Satu hal yang tidak diketahui oleh Aska bahwa kata-kata dan pelukan-pelukan itu merupakan hal terakhir yang dapat Aska dengar dan rasakan dari Ayah dan Bunanya. Aska tidak mengetahui bahwa sejak hari itu hidupnya akan berubah drastis. Bahwa segala harapan-harapan yang Aska lantunkan dalam hatinya tidak akan pernah terwujud. Harapan itu akan selalu bersemayam di dalam hatinya, dan akan-selalu-hanya menjadi sebuah harapan dan ilusi belaka. Tanpa adanya kepastian untuk terwujud. Oh maaf ralat, bukan tanpa adanya melainkan tidak akan pernah ada kepastian untuk terwujud. Hari itu, dunia Aska berhenti.


17 September 2022

Jiwa dan ragaku telah mati.

Tertanda, Baskara Akhza Malik

Hari jumat merupakan hari kesukaannya Aruna nomor satu. Hanya di hari jumat murid-murid dipulangkan lebih awal, sehingga Aruna bisa lebih cepat sampai rumah dan bisa berleha-leha lebih lama dari hari-hari biasanya. Selain itu, Abang Aska pulang pada hari jumat setiap minggunya— hal yang paling ditunggu Aruna. Happy Friday, Happy Aruna!
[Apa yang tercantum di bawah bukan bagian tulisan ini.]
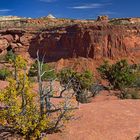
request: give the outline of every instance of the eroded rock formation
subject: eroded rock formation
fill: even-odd
[[[31,58],[35,58],[39,50],[40,56],[45,55],[48,62],[73,58],[85,58],[90,62],[127,58],[137,63],[140,60],[140,26],[106,23],[76,24],[41,32],[1,30],[1,55],[10,49]],[[61,65],[63,64],[61,62]]]

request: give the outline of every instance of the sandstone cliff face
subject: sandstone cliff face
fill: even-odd
[[[0,31],[0,53],[12,49],[24,56],[45,54],[48,62],[60,59],[86,58],[90,61],[127,58],[140,60],[140,26],[78,24],[41,32]],[[88,64],[89,65],[89,64]]]

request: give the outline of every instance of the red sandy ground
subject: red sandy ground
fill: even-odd
[[[0,81],[0,89],[6,85]],[[108,95],[102,91],[91,103],[80,104],[75,111],[77,119],[61,133],[48,135],[48,140],[135,140],[140,133],[140,100]]]
[[[135,140],[140,133],[140,100],[118,100],[106,91],[81,104],[77,120],[49,140]]]

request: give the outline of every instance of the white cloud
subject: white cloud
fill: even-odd
[[[47,3],[51,3],[51,2],[54,2],[56,0],[40,0],[41,2],[47,2]]]
[[[74,6],[71,7],[72,9],[95,9],[95,8],[101,8],[104,6],[101,3],[91,3],[91,4],[84,4],[84,5],[79,5],[79,6]]]
[[[7,12],[10,12],[12,11],[11,9],[0,9],[0,12],[1,13],[7,13]]]

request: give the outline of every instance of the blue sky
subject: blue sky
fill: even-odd
[[[140,17],[140,0],[0,0],[0,15],[90,19]]]

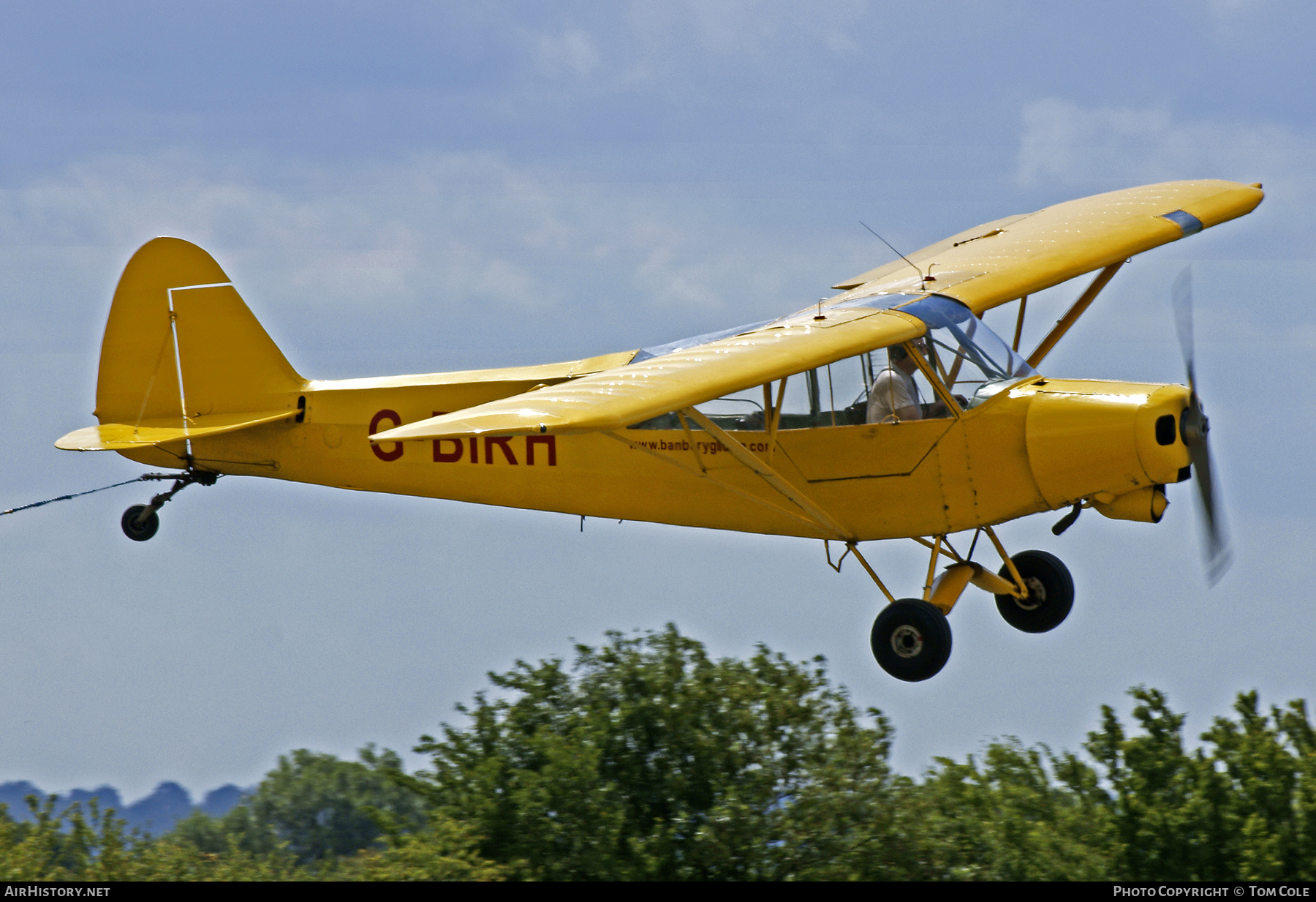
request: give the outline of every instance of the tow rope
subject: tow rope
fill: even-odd
[[[41,507],[42,504],[53,504],[55,502],[66,502],[70,498],[82,498],[83,495],[95,495],[97,491],[105,491],[107,489],[118,489],[120,486],[129,486],[134,482],[147,482],[151,479],[176,479],[176,475],[170,475],[168,473],[146,473],[137,477],[136,479],[125,479],[124,482],[116,482],[112,486],[101,486],[100,489],[91,489],[88,491],[78,491],[72,495],[61,495],[59,498],[47,498],[43,502],[33,502],[32,504],[24,504],[22,507],[11,507],[8,511],[0,511],[0,516],[5,514],[17,514],[18,511],[28,511],[33,507]]]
Namun, untuk hari jumat kali ini sedikit berbeda. Ayah memutuskan untuk mengambil cuti kerja dan menemani Buna untuk pergi menginap di Bandung selama tiga hari—mengurus Ibu dari Buna (Nenek) yang sedang sakit.

Suara gemuruh dari dalam perut Aruna pun mulai terdengar, tanda ia mulai kelaparan. Seingatnya, ia hanya memakan satu bungkus plastik batagor beserta susu kotak rasa stroberi kesukaannya tadi pagi. Di rumah pun tidak ada makanan, Buna dan Ayah pergi pagi-pagi sekali setelah mengantar Aruna ke sekolah sehingga tidak sempat untuk memasak makanan untuk makan siang dan makan malam Aruna.

“Cantiknya Ayah, nanti siang beli makanan aja dulu ya, Dek, di dekat sekolah atau kamu go-food aja, nanti uangnya Ayah transfer. Harus makan ya, Dek, jangan sampai enggak.” Begitulah perintah Ayah sebelum Aruna turun dari mobil dan memasuki lingkungan sekolahnya.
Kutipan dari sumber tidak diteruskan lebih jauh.